THIS year has been brutal for the Amazon rainforest, with rampant wildfires and extreme drought ravaging large parts of a biome that is a critical counterweight to climate change, the Associated Press agency reports.

A warming climate fed drought that in turn fed the worst year for fires since 2005. And those fires contributed to deforestation, with authorities suspecting some fires were set to more easily clear land to run cattle.

The Amazon is twice the size of India and sprawls across eight countries and one territory, storing vast amounts of carbon dioxide that would otherwise warm the planet.

It has about 20 per cent of the world’s fresh water and astounding biodiversity, including 16,000 known tree species.

But governments have historically viewed it as an area to be exploited, with little regard for sustainability or the rights of its indigenous peoples, and experts say exploitation by individuals and organised crime is rising at alarming rates.

“The fires and drought experienced in 2024 across the Amazon rainforest could be ominous indicators that we are reaching the long-feared ecological tipping point,” said Andrew Miller, advocacy director at Amazon Watch, an organisation that works to protect the rainforest.

“Humanity’s window of opportunity to reverse this trend is shrinking, but still open.”

For a second year, the Amazon River fell to desperate lows, leading some countries to declare a state of emergency and distribute food and water to struggling residents.

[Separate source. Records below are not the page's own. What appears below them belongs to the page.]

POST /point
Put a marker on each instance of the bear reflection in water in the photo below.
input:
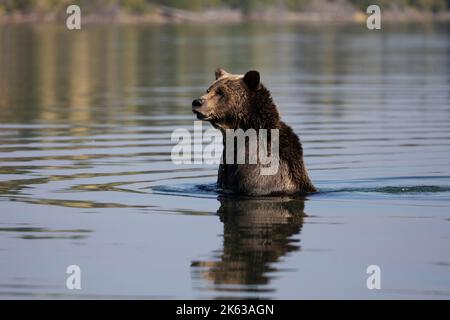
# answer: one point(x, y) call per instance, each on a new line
point(257, 233)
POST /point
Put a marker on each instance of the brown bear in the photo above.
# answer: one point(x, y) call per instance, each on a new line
point(242, 102)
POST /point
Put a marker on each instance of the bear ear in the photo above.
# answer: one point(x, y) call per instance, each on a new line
point(220, 73)
point(252, 79)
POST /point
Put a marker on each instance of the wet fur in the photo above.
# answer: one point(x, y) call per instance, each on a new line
point(234, 102)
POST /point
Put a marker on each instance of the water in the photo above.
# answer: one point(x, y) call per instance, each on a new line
point(86, 176)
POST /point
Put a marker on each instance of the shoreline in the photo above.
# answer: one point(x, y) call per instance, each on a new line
point(227, 16)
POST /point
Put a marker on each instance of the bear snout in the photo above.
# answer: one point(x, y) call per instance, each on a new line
point(198, 102)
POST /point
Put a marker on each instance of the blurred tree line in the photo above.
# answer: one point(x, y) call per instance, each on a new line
point(142, 6)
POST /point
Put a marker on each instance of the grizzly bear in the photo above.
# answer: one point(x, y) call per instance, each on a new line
point(242, 102)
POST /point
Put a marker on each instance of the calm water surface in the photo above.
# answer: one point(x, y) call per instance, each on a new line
point(86, 176)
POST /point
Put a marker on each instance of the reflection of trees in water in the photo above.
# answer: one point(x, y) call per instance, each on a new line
point(257, 233)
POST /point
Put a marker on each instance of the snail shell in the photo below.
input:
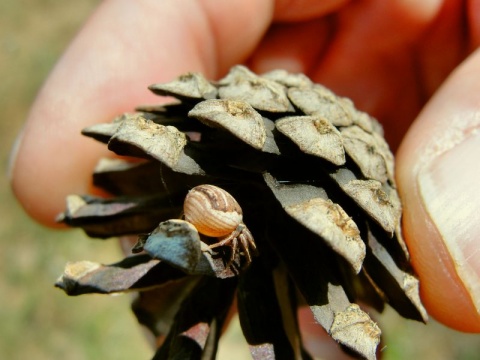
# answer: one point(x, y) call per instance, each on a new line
point(212, 210)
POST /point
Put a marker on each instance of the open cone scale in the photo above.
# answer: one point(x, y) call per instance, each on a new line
point(315, 180)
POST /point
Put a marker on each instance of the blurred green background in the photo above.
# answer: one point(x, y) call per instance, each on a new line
point(38, 321)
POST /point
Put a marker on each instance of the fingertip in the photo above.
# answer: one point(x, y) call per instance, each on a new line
point(438, 177)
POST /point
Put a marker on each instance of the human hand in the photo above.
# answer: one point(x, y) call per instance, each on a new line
point(389, 57)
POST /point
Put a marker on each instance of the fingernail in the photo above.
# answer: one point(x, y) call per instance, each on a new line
point(13, 155)
point(450, 190)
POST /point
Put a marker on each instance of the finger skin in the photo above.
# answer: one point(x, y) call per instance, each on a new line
point(106, 71)
point(446, 259)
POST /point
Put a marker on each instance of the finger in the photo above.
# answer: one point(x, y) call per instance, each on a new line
point(125, 46)
point(438, 175)
point(370, 59)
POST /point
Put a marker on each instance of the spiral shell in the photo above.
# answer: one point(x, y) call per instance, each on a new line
point(212, 210)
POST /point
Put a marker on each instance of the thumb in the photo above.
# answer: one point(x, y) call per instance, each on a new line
point(438, 176)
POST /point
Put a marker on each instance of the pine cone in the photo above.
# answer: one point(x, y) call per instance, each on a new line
point(314, 210)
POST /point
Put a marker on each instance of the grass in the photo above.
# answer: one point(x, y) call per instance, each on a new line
point(38, 321)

The situation was most critical in Brazil, where one of the Amazon River’s main tributaries dropped to its lowest-level ever recorded.

Cesar Ipenza, an environmental lawyer who lives in the heart of the Peruvian Amazon, said he believes people are becoming increasingly aware of the Amazon’s fundamental role “for the survival of society as a whole.”

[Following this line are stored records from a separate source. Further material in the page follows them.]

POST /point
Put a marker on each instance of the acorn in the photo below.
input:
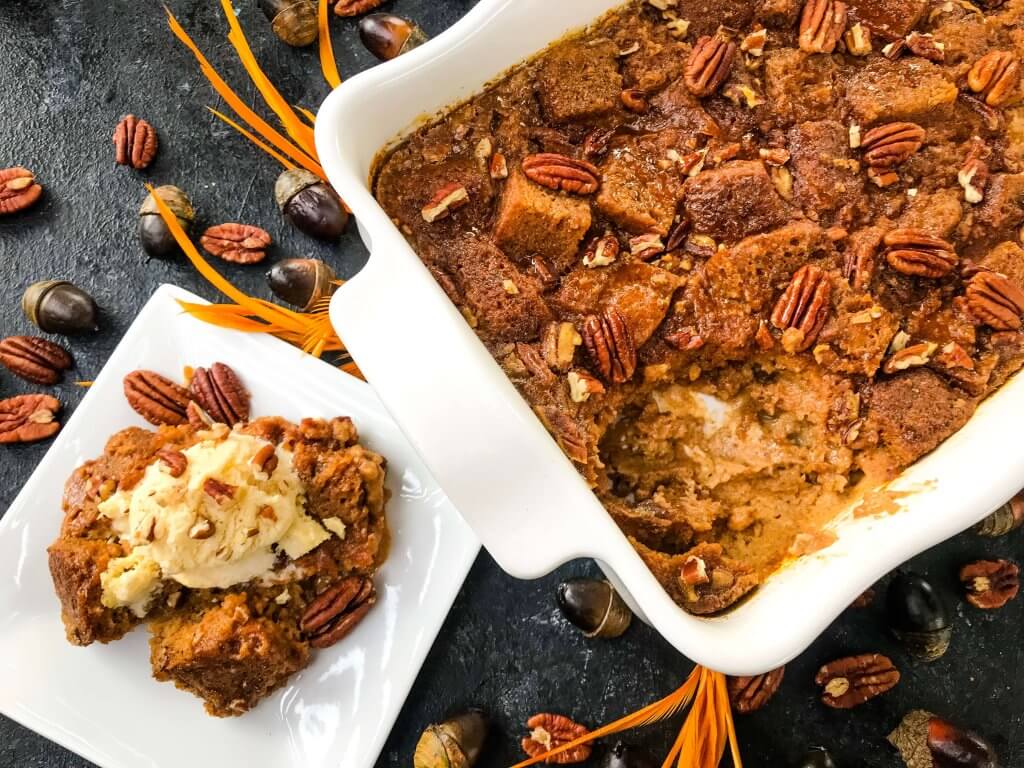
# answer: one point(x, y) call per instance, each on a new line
point(628, 756)
point(388, 36)
point(926, 740)
point(918, 616)
point(157, 239)
point(294, 22)
point(310, 205)
point(57, 306)
point(455, 743)
point(594, 606)
point(817, 757)
point(1007, 518)
point(302, 283)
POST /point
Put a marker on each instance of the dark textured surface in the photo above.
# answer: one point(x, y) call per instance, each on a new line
point(69, 72)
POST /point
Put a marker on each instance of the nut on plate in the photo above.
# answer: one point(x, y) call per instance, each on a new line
point(35, 359)
point(18, 189)
point(990, 584)
point(134, 142)
point(27, 418)
point(549, 731)
point(337, 610)
point(388, 36)
point(852, 681)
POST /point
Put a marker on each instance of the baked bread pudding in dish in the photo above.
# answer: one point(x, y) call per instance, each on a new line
point(745, 260)
point(241, 549)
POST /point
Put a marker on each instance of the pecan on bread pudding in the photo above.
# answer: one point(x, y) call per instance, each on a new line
point(240, 548)
point(745, 260)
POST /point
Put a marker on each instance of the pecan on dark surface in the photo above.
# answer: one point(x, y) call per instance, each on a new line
point(134, 142)
point(549, 731)
point(337, 610)
point(157, 398)
point(27, 418)
point(220, 393)
point(852, 681)
point(34, 359)
point(751, 693)
point(990, 584)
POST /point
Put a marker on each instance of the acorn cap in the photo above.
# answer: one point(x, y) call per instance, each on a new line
point(174, 199)
point(291, 182)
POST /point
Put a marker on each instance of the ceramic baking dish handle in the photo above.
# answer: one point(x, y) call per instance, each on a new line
point(509, 479)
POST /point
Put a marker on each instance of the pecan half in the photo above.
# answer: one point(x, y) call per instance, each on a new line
point(995, 300)
point(994, 77)
point(34, 359)
point(851, 681)
point(156, 398)
point(610, 346)
point(561, 172)
point(751, 693)
point(355, 7)
point(240, 244)
point(709, 65)
point(17, 189)
point(888, 145)
point(175, 461)
point(336, 611)
point(219, 391)
point(990, 584)
point(551, 731)
point(821, 25)
point(803, 306)
point(134, 142)
point(915, 252)
point(27, 418)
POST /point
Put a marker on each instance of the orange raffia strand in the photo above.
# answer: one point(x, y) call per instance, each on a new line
point(255, 139)
point(328, 65)
point(701, 740)
point(298, 130)
point(255, 121)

But, like Mr Miller, he worries about a “point of no return of Amazon destruction.”

It was the worst year for Amazon fires since 2005, according to non-profit Rainforest Foundation US.

Between January and October, an area larger than the state of Iowa — 37.42 million acres, or about 15.1 million hectares of Brazil’s Amazon — burned. Bolivia had a record number of fires in the first 10 months of the year.

“Forest fires have become a constant, especially in the summer months and require particular attention from the authorities who don't how to deal with or respond to them,” Mr Ipenza said.

Venezuela, Colombia, Ecuador and Guyana also saw a surge in fires this year.